Er konnte ihre Küche plündern, morgens eine Tasse Kaffee schnorren, wenn ihm danach war. Das kam auch vor, aber es war nicht die Regel. Und sie konnte ihn rufen, wenn im Haus irgendwas repariert oder der Müll rausgeschleppt werden musste.
Mit diesem System konnten sie beide gut leben.
Außer wenn sie ihn gerade auf die Palme brachte.

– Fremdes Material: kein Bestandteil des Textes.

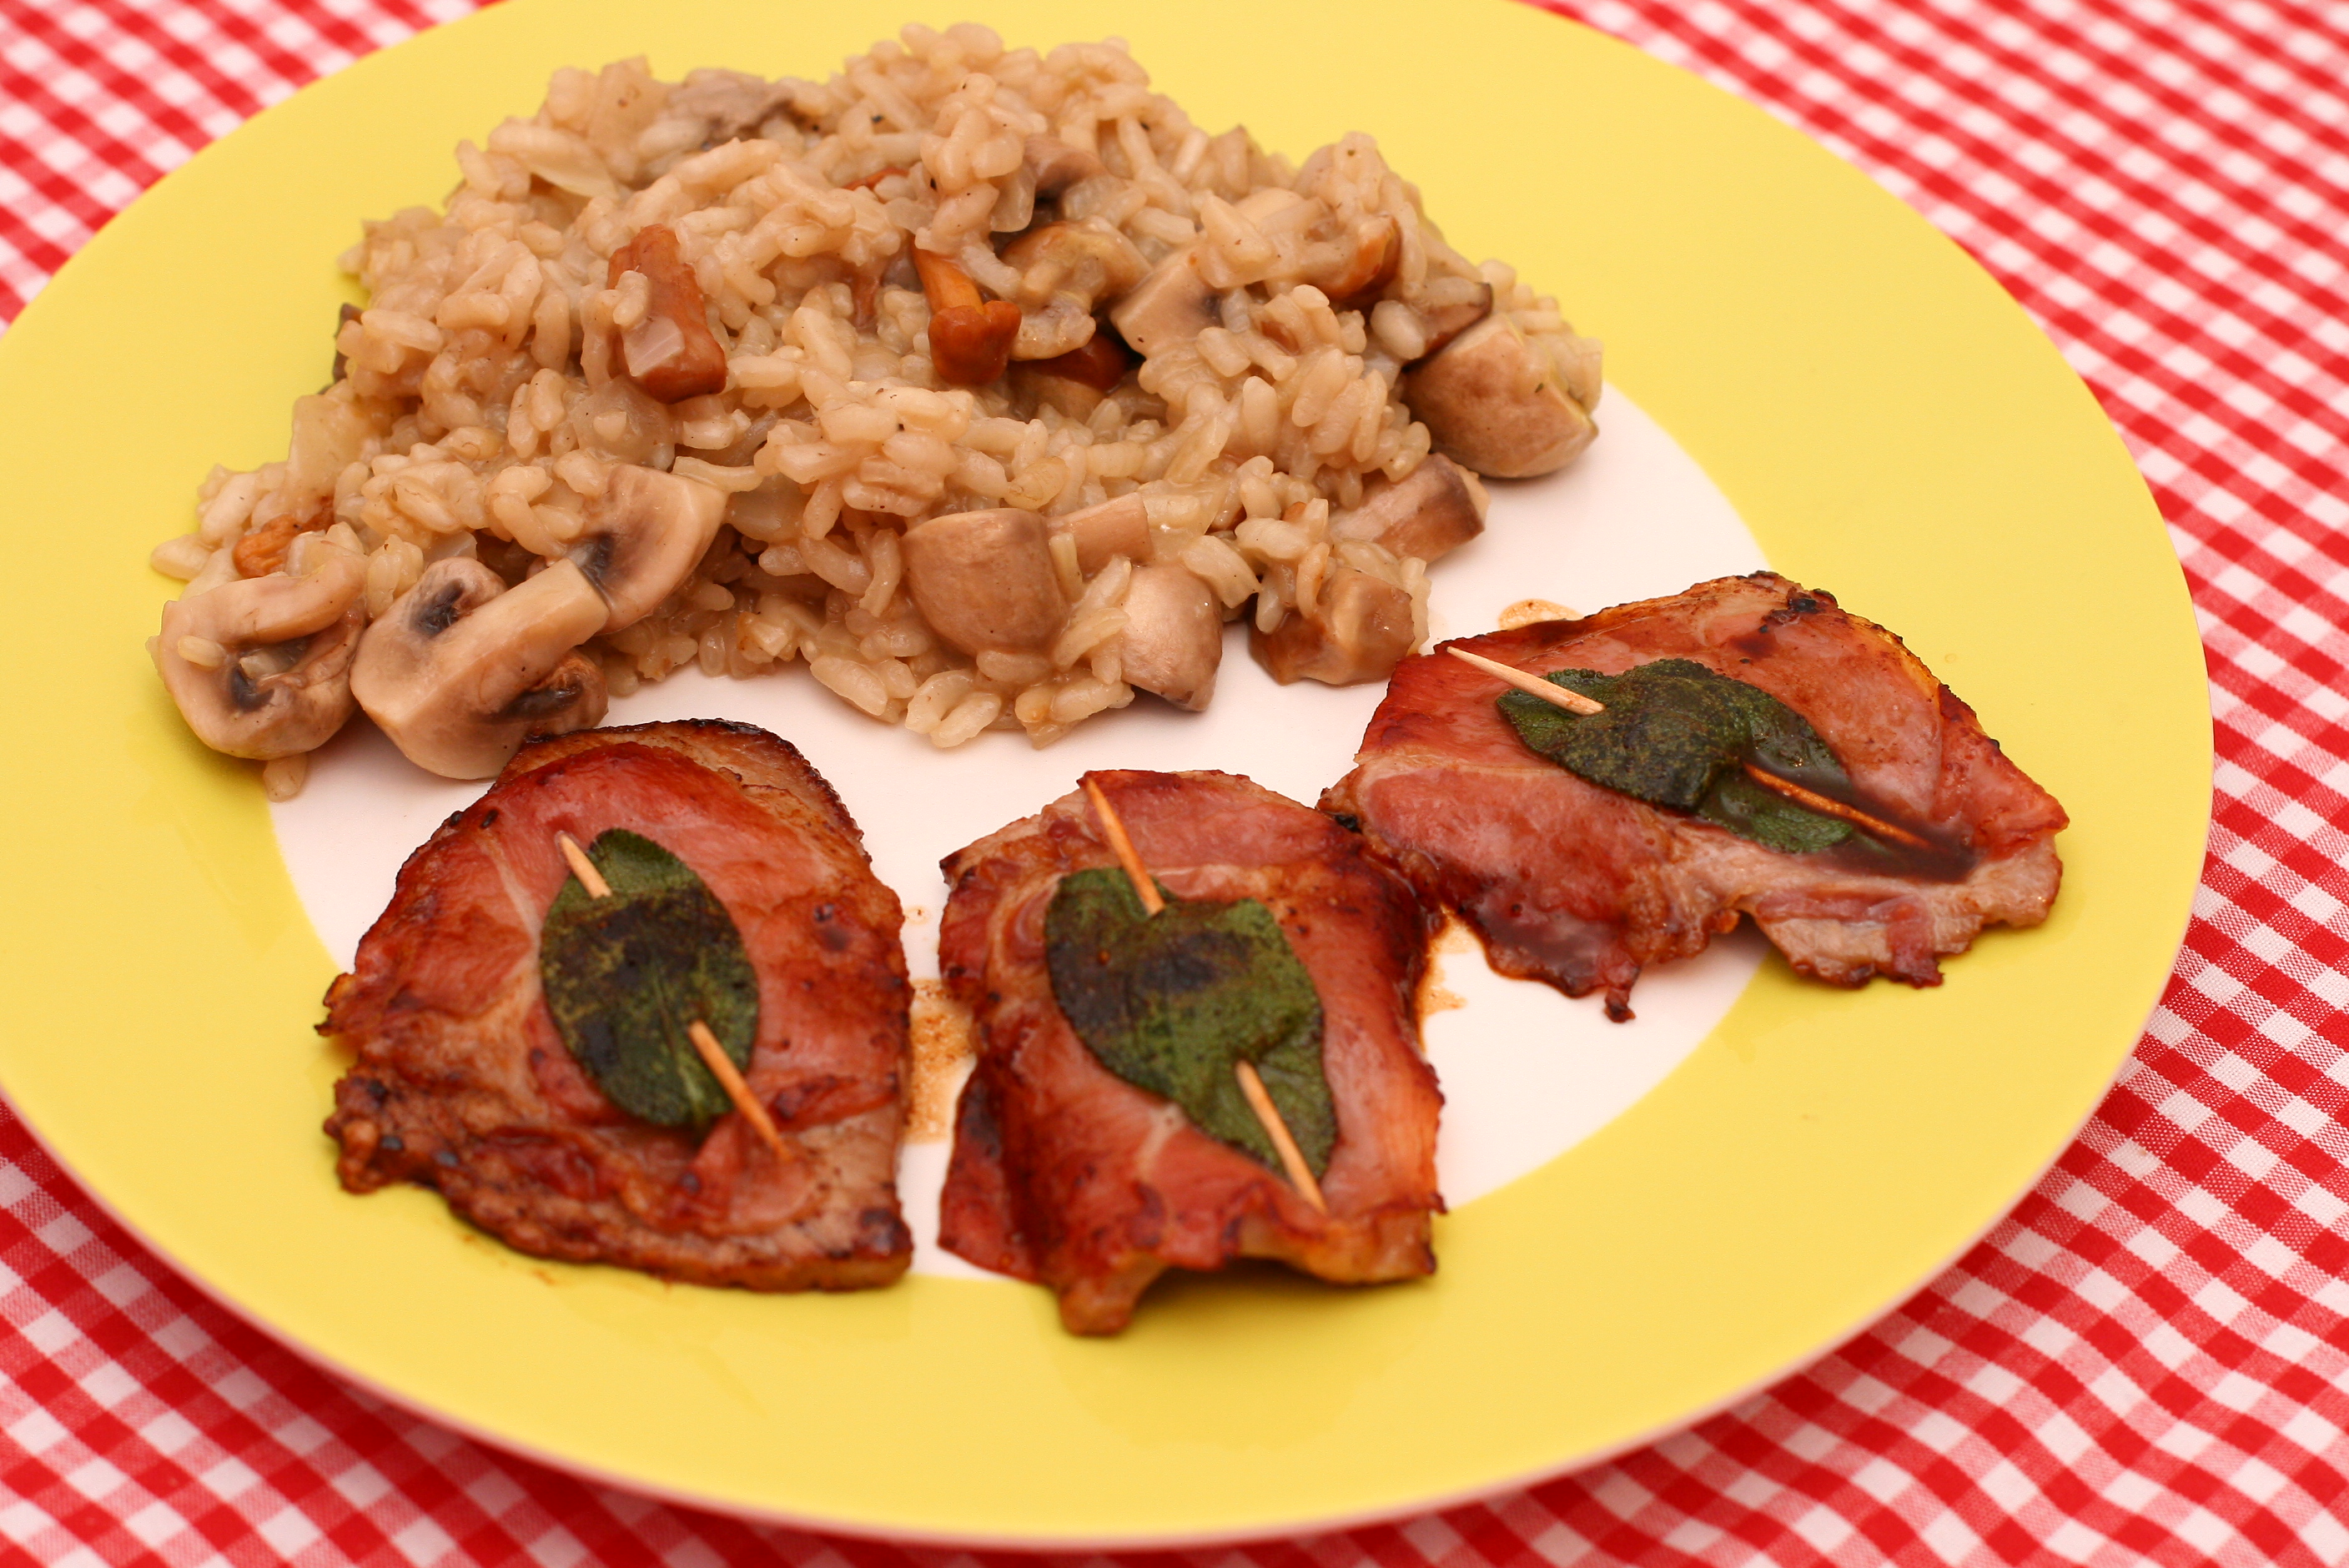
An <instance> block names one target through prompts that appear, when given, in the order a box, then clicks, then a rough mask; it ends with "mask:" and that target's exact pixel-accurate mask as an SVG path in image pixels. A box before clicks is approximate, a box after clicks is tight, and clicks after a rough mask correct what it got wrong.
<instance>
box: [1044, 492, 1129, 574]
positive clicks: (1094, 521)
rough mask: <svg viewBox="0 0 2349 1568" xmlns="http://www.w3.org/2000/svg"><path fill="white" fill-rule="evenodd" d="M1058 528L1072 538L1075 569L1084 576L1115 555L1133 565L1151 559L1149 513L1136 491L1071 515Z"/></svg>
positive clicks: (1061, 519) (1100, 565) (1061, 520)
mask: <svg viewBox="0 0 2349 1568" xmlns="http://www.w3.org/2000/svg"><path fill="white" fill-rule="evenodd" d="M1059 526H1062V528H1066V530H1069V533H1071V535H1073V538H1076V570H1081V573H1083V575H1088V577H1090V575H1092V573H1097V570H1102V568H1104V566H1109V563H1111V559H1116V556H1125V559H1128V561H1135V563H1137V566H1139V563H1142V561H1149V559H1151V512H1149V507H1146V505H1144V502H1142V493H1139V491H1135V493H1130V495H1118V498H1113V500H1104V502H1099V505H1095V507H1085V509H1081V512H1071V514H1069V516H1064V519H1059Z"/></svg>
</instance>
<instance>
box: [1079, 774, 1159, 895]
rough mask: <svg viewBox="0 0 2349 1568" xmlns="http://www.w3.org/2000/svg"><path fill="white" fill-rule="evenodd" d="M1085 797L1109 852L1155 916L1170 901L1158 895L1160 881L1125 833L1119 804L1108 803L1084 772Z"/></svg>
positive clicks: (1105, 797)
mask: <svg viewBox="0 0 2349 1568" xmlns="http://www.w3.org/2000/svg"><path fill="white" fill-rule="evenodd" d="M1085 798H1088V800H1092V819H1095V822H1099V824H1102V836H1104V838H1106V840H1109V852H1111V854H1116V857H1118V864H1120V866H1125V876H1128V880H1130V883H1132V885H1135V897H1137V899H1142V908H1144V911H1146V913H1151V915H1156V913H1158V911H1160V908H1165V906H1167V901H1165V899H1160V897H1158V883H1153V880H1151V873H1149V866H1144V864H1142V854H1139V852H1137V850H1135V840H1132V838H1128V836H1125V824H1123V822H1120V819H1118V812H1116V807H1111V805H1109V796H1104V793H1102V786H1099V784H1095V782H1092V775H1085Z"/></svg>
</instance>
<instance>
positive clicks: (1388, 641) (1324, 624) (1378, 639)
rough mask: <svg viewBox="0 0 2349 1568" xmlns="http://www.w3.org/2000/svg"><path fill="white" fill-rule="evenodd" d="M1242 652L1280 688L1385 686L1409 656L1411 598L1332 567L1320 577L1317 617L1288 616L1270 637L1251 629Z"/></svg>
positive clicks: (1350, 567)
mask: <svg viewBox="0 0 2349 1568" xmlns="http://www.w3.org/2000/svg"><path fill="white" fill-rule="evenodd" d="M1247 650H1250V653H1254V655H1257V662H1259V664H1264V669H1266V671H1271V676H1273V681H1280V683H1283V685H1287V683H1290V681H1322V683H1327V685H1355V683H1358V681H1384V678H1386V676H1391V674H1393V671H1395V664H1398V662H1400V660H1402V655H1405V653H1409V650H1412V596H1409V594H1405V592H1402V589H1400V587H1395V584H1393V582H1386V580H1384V577H1372V575H1369V573H1365V570H1355V568H1353V566H1334V568H1332V570H1330V575H1327V577H1322V587H1320V615H1318V617H1313V620H1306V617H1304V615H1290V617H1287V620H1283V622H1280V624H1278V627H1276V629H1273V631H1271V634H1264V631H1257V629H1254V627H1250V634H1247Z"/></svg>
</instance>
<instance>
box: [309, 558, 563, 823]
mask: <svg viewBox="0 0 2349 1568" xmlns="http://www.w3.org/2000/svg"><path fill="white" fill-rule="evenodd" d="M601 627H604V596H601V594H597V589H594V584H592V582H587V577H585V575H580V570H578V568H576V566H573V563H571V561H557V563H554V566H550V568H547V570H543V573H538V575H536V577H526V580H524V582H519V584H517V587H505V580H503V577H498V573H493V570H491V568H486V566H482V563H479V561H472V559H467V556H449V559H446V561H435V563H432V566H428V568H425V575H423V577H418V580H416V587H411V589H409V592H406V594H402V596H399V599H395V601H392V608H390V610H385V613H383V617H381V620H378V622H376V624H371V627H369V629H366V636H364V638H362V641H359V657H357V660H355V662H352V667H350V690H352V695H355V697H357V699H359V707H364V709H366V716H369V718H373V721H376V728H381V730H383V732H385V735H390V737H392V744H395V746H399V749H402V751H404V753H406V758H409V761H411V763H416V765H418V768H425V770H430V772H437V775H442V777H444V779H486V777H489V775H493V772H498V770H500V768H505V761H507V758H510V756H514V751H517V749H519V746H521V742H524V737H529V735H568V732H571V730H592V728H594V725H599V723H604V702H606V692H604V671H601V667H599V664H597V662H594V660H592V657H587V655H585V653H578V646H580V643H585V641H587V638H590V636H594V634H597V631H599V629H601Z"/></svg>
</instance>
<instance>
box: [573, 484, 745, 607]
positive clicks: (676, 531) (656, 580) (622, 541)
mask: <svg viewBox="0 0 2349 1568" xmlns="http://www.w3.org/2000/svg"><path fill="white" fill-rule="evenodd" d="M721 516H726V491H719V488H714V486H707V484H700V481H695V479H679V477H677V474H662V472H660V469H651V467H615V469H613V472H611V481H608V484H606V486H604V495H599V498H597V500H594V502H590V507H587V523H585V528H583V530H580V538H578V540H576V542H573V545H571V549H568V552H564V554H568V556H571V563H573V566H578V568H580V573H585V575H587V582H592V584H594V587H597V589H599V592H601V594H604V601H606V603H608V606H611V613H608V617H606V620H604V624H601V631H618V629H620V627H632V624H637V622H639V620H644V617H646V615H651V613H653V610H655V608H658V606H660V601H662V599H667V596H669V594H674V592H677V584H679V582H684V580H686V575H688V573H691V570H693V568H695V566H698V563H700V559H702V554H705V552H707V549H709V540H714V538H716V535H719V519H721Z"/></svg>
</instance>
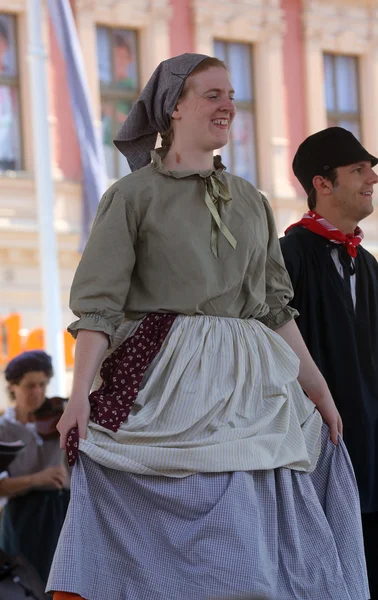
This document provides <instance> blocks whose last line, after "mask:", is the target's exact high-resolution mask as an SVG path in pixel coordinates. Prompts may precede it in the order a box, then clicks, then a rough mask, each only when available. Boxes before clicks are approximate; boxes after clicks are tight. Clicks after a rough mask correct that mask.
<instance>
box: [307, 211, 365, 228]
mask: <svg viewBox="0 0 378 600" xmlns="http://www.w3.org/2000/svg"><path fill="white" fill-rule="evenodd" d="M315 212H317V213H318V214H319V215H321V216H322V217H323V219H326V220H327V221H328V222H329V223H331V225H333V226H334V227H336V228H337V229H338V230H339V231H341V233H344V235H347V234H348V233H354V230H355V229H356V227H358V221H356V220H354V219H352V218H350V217H346V216H344V215H339V214H338V213H335V212H334V211H327V209H324V210H321V209H320V207H319V208H318V209H317V208H315Z"/></svg>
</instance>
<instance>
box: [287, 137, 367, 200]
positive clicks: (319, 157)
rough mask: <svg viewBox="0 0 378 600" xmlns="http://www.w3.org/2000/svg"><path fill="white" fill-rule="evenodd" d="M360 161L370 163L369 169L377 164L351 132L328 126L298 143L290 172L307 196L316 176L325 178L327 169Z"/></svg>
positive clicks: (326, 172)
mask: <svg viewBox="0 0 378 600" xmlns="http://www.w3.org/2000/svg"><path fill="white" fill-rule="evenodd" d="M360 161H370V162H371V166H372V167H374V166H375V165H376V164H378V158H376V157H375V156H373V155H372V154H369V152H368V151H367V150H365V148H364V147H363V146H362V145H361V144H360V142H359V141H358V139H357V138H356V137H354V135H353V133H351V132H350V131H347V129H343V128H342V127H328V129H323V130H322V131H318V132H317V133H314V134H313V135H310V136H309V137H308V138H306V139H305V141H304V142H302V143H301V145H300V146H299V148H298V150H297V153H296V155H295V156H294V160H293V171H294V174H295V176H296V177H297V178H298V179H299V181H300V183H301V184H302V185H303V187H304V189H305V190H306V192H307V194H309V193H310V191H311V190H312V188H313V185H312V180H313V178H314V177H315V175H322V176H323V177H324V176H325V175H327V171H329V170H330V169H337V167H345V166H347V165H353V164H354V163H358V162H360Z"/></svg>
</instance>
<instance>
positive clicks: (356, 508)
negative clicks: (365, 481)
mask: <svg viewBox="0 0 378 600" xmlns="http://www.w3.org/2000/svg"><path fill="white" fill-rule="evenodd" d="M47 589H48V590H60V591H67V592H73V593H77V594H80V595H81V596H82V597H83V598H86V599H88V600H147V599H148V600H210V599H216V598H217V599H219V598H232V597H235V596H236V597H244V598H248V597H249V596H250V595H252V594H260V595H264V596H266V597H267V598H270V599H274V600H367V598H369V592H368V585H367V578H366V568H365V559H364V551H363V542H362V532H361V522H360V507H359V501H358V494H357V489H356V484H355V478H354V474H353V469H352V466H351V463H350V460H349V456H348V454H347V452H346V449H345V446H344V444H343V442H342V441H340V443H339V445H338V446H334V445H333V444H332V442H331V441H330V439H329V431H328V428H327V427H326V426H324V427H323V431H322V451H321V455H320V458H319V461H318V464H317V467H316V469H315V470H314V471H313V472H312V473H311V474H308V473H300V472H298V471H294V470H292V469H287V468H278V469H274V470H266V471H249V472H243V471H238V472H229V473H222V474H213V473H206V474H195V475H191V476H189V477H185V478H178V479H177V478H169V477H163V476H159V477H156V476H146V475H137V474H132V473H125V472H122V471H118V470H114V469H109V468H108V467H104V466H101V465H100V464H98V463H96V462H94V461H92V460H91V459H90V458H89V457H88V456H86V455H85V454H83V453H81V454H80V459H79V461H78V463H77V464H76V465H75V467H74V470H73V476H72V491H71V502H70V506H69V510H68V514H67V517H66V521H65V524H64V527H63V530H62V533H61V537H60V541H59V544H58V548H57V550H56V553H55V558H54V562H53V566H52V569H51V573H50V578H49V582H48V588H47Z"/></svg>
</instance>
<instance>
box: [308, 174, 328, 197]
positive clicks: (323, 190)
mask: <svg viewBox="0 0 378 600" xmlns="http://www.w3.org/2000/svg"><path fill="white" fill-rule="evenodd" d="M312 185H313V186H314V188H315V190H316V191H317V192H318V193H319V194H322V195H323V196H330V195H331V194H332V189H333V186H332V183H331V181H330V180H329V179H325V178H324V177H322V176H321V175H315V177H314V179H313V180H312Z"/></svg>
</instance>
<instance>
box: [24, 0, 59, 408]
mask: <svg viewBox="0 0 378 600" xmlns="http://www.w3.org/2000/svg"><path fill="white" fill-rule="evenodd" d="M27 8H28V10H27V22H28V62H29V73H30V97H31V117H32V118H31V121H32V129H33V156H34V178H35V189H36V199H37V212H38V231H39V255H40V272H41V287H42V298H43V316H44V318H43V322H44V323H43V324H44V331H45V348H46V351H47V352H48V353H49V354H50V355H51V356H52V359H53V366H54V373H55V375H54V378H53V379H52V381H51V384H50V385H51V387H50V390H49V391H50V392H51V393H52V395H57V396H65V395H66V393H67V392H66V384H65V369H64V351H63V335H62V324H61V305H60V285H59V267H58V255H57V243H56V236H55V229H54V184H53V176H52V168H51V152H50V139H49V124H48V120H47V115H48V114H49V112H48V106H47V78H46V60H47V54H46V50H45V48H44V45H43V35H42V26H41V24H42V6H41V0H28V6H27Z"/></svg>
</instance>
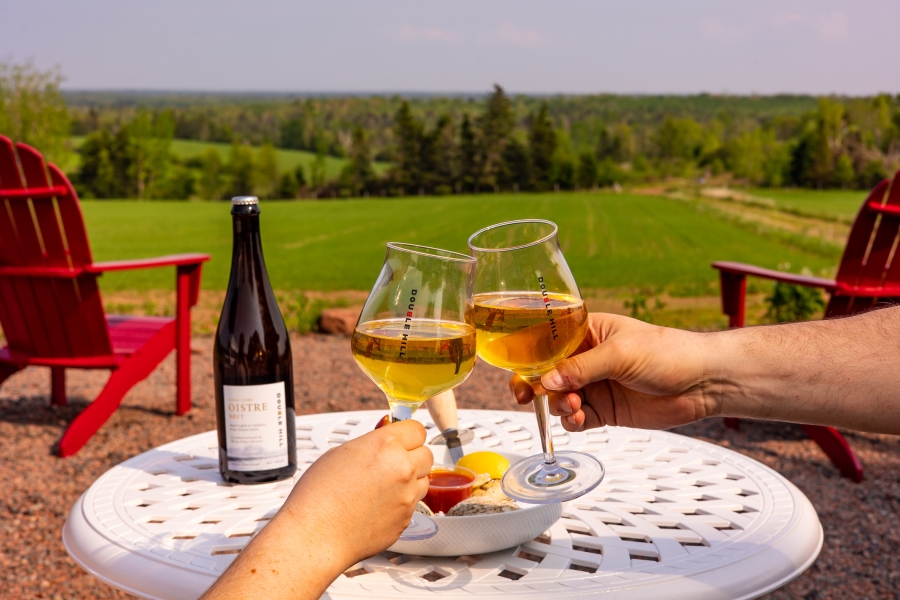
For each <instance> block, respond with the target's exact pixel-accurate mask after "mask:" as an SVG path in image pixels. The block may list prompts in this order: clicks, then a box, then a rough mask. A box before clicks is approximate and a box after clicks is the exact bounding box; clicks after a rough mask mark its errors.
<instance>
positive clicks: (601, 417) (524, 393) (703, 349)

»Mama, es ist nur ein Abendessen. Es geht ums Essen.«
»Sag du mir nicht, worum es geht.« Kay drohte ihm mit dem Finger, während sie – erneut – in der Sauce für die Lasagne rührte, die, wie er wusste, ihr Vorzeigegericht war, ihr Markenzeichen. »Wann hast du zum letzten Mal eine Frau mit zum Abendessen gebracht?«
»Mehr oder weniger noch nie.«
»Genau.« Nun drohte sie ihm nicht mehr mit dem Finger, sondern stach damit in seine Richtung.
»Außerdem bringe ich sie gar nicht mit.« Bei der Vorstellung juckte es ihn an den Schulterblättern. »Sie bringt sich selbst mit.«
»Dafür solltest du dich schämen.«
»Aber sie …«
»He!«
Das war noch eines ihrer Markenzeichen – der Laut, der sagte, versuch gar nicht erst, mit mir zu diskutieren.
Er atmete tief durch, wechselte die Strategie. »Das riecht gut.«
»Und schmeckt noch besser.« Sie nahm einen Löffel, tunkte ihn ein, reichte ihn ihm.
»Ja, stimmt«, bestätigte er nach der Kostprobe.
»Das muss es auch. Das ist mir wichtig. Das Mädel hat Klasse.«
»Genau wie du, Ma.«
»Allerdings, aber du weißt, wovon ich rede. Es war Klasse, weswegen sie mich angerufen hat, um mir für die Einladung zu danken. Also bekommt sie von mir ein gutes Essen.« Sie zwinkerte. »Mit etwas Klasse. Ich habe edle Horsd’œuvres gemacht.«
»Würstchen im Schlafrock?« Als Kay lachte und dabei auf ihre typische Art den Kopf in den Nacken warf, piekte er sie in die Seite. »Ich mag Würstchen im Schlafrock.«
»Heute Abend bekommst du aber keine. Bist du sicher, dass dieser Wein gut ist?« Sie zeigte auf die beiden Flaschen auf der Arbeitsplatte, von denen eine zum Lüften geöffnet war.
»Ganz sicher.«
»Damit kennst du dich besser aus als ich – durch dein Lotterleben in Hollywood.«
»Ja, aber damals habe ich den nur aus den Bauchnabeln von Frauen geschlürft.«
»Dadurch kannst du ja nicht mal einen gescheiten Schwips kriegen«, sagte Kay, und diesmal musste er lachen.